National polling told us that men felt indicted, and not invited into the conversation. So we wondered, how can we include men? How can we get men to talk about violence against women and girls? And a male friend of mine pulled me aside and he said, “You want men to talk about violence against women and girls. Men don’t talk.” (Laughter) I apologize to the men in the audience. I know you do. But he said, “Do you know what they do do? They do talk to their kids. They talk to their kids as parents, as coaches.” And that’s what we did. We met men where they were at and we built a program.
Soler’s talk struck me for a few reasons. She talks about how anti-violence advocates have used technology—from Polaroids to ad campaigns to Twitter—to organize and to tell their stories.
Most interesting, she does more than celebrate the good guys and condemn the bad guys. She talks about the strategies and concrete tactics progressives and other social change agents can use to turn great ideas into law.
This Women’s History Month, as we uplift feminist icons and celebrate accomplishments like the Violence Against Women Act, let’s also pay tribute to the savvy strategies and political moves that folks like Esta Soler have used to make change. Because wins like the VAWA are as much about good strategy as they are about good policy.

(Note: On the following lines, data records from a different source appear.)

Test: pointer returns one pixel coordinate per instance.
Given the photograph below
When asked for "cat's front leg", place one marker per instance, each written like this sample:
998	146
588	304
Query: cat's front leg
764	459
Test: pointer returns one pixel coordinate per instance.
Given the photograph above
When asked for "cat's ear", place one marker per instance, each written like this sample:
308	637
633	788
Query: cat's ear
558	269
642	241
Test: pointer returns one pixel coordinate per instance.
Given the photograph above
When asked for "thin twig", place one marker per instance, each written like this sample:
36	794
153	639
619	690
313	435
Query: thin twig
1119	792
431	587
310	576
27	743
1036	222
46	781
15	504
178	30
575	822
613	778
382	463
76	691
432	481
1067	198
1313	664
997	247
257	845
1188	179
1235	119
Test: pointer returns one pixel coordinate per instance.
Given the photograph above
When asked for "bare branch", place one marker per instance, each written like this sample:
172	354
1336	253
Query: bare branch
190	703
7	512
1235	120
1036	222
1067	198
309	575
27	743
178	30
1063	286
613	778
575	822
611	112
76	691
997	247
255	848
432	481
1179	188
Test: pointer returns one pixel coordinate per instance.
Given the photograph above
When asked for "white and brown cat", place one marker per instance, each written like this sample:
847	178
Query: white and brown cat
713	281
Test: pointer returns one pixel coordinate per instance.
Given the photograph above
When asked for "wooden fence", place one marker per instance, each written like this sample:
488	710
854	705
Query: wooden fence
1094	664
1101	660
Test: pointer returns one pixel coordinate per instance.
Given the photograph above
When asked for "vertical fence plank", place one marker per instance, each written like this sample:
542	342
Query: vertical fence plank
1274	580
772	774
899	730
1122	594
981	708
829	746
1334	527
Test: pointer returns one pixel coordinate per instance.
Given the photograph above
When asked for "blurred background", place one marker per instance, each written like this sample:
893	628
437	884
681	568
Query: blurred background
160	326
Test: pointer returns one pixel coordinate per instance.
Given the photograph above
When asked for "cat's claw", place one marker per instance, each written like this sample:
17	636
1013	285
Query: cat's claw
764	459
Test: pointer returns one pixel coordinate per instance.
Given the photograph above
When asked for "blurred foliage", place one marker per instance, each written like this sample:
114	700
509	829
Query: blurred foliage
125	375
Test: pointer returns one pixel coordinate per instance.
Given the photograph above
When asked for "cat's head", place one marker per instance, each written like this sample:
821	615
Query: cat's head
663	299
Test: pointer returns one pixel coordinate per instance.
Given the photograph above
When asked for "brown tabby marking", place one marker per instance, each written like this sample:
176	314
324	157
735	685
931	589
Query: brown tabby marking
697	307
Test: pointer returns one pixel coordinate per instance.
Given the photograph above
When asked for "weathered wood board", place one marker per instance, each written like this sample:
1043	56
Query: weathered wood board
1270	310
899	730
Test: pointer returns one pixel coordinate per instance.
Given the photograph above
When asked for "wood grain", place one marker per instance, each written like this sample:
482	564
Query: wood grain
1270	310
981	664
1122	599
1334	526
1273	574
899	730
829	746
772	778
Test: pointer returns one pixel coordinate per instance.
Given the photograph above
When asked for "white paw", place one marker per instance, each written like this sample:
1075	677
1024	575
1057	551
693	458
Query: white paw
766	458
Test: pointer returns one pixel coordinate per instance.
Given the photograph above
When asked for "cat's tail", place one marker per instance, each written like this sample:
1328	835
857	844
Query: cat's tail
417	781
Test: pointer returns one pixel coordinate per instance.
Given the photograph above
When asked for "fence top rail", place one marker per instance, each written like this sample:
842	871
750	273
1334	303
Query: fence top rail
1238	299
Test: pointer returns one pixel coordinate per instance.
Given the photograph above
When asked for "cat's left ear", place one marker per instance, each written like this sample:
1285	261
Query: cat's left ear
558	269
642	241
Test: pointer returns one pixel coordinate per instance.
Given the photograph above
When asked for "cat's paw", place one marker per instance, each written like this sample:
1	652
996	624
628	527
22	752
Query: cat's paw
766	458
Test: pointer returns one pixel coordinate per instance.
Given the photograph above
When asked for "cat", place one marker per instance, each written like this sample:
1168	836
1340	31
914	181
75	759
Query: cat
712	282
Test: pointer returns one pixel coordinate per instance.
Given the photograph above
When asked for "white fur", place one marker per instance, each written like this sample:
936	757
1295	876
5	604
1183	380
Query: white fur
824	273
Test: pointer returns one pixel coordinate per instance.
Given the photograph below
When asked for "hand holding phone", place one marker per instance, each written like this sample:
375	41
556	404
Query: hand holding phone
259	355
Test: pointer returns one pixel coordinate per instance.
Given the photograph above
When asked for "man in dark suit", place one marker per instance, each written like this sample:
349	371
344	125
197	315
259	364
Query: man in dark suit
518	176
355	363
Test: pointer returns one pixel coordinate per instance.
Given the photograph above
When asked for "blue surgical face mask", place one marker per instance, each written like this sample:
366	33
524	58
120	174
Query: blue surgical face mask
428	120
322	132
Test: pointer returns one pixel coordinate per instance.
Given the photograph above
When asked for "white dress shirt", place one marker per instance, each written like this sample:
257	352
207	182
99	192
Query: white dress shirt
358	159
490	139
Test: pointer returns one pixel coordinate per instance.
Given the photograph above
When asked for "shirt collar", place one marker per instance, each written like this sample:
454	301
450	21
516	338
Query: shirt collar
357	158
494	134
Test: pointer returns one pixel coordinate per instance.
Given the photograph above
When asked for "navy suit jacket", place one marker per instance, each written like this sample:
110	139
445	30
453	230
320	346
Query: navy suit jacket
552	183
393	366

Strategy, policy, and a healthy sense of optimism. Soler says she “fundamentally” and “passionately” believes that “violence doesn’t have to be part of the human condition:”
I’m the daughter of a man who joined one club in his life, the Optimist Club,..And it is his spirit and his optimism that is in my DNA…I believe we can bend the arc of human history toward compassion and equality…
Such hope is at the heart of our movements for social change.
What other strategies are progressives using—in the women’s movement and beyond—to bring about a more equitable, compassionate future? Are there more movers-and-shakers like Esta Soler we should be talking about? Please share your thoughts.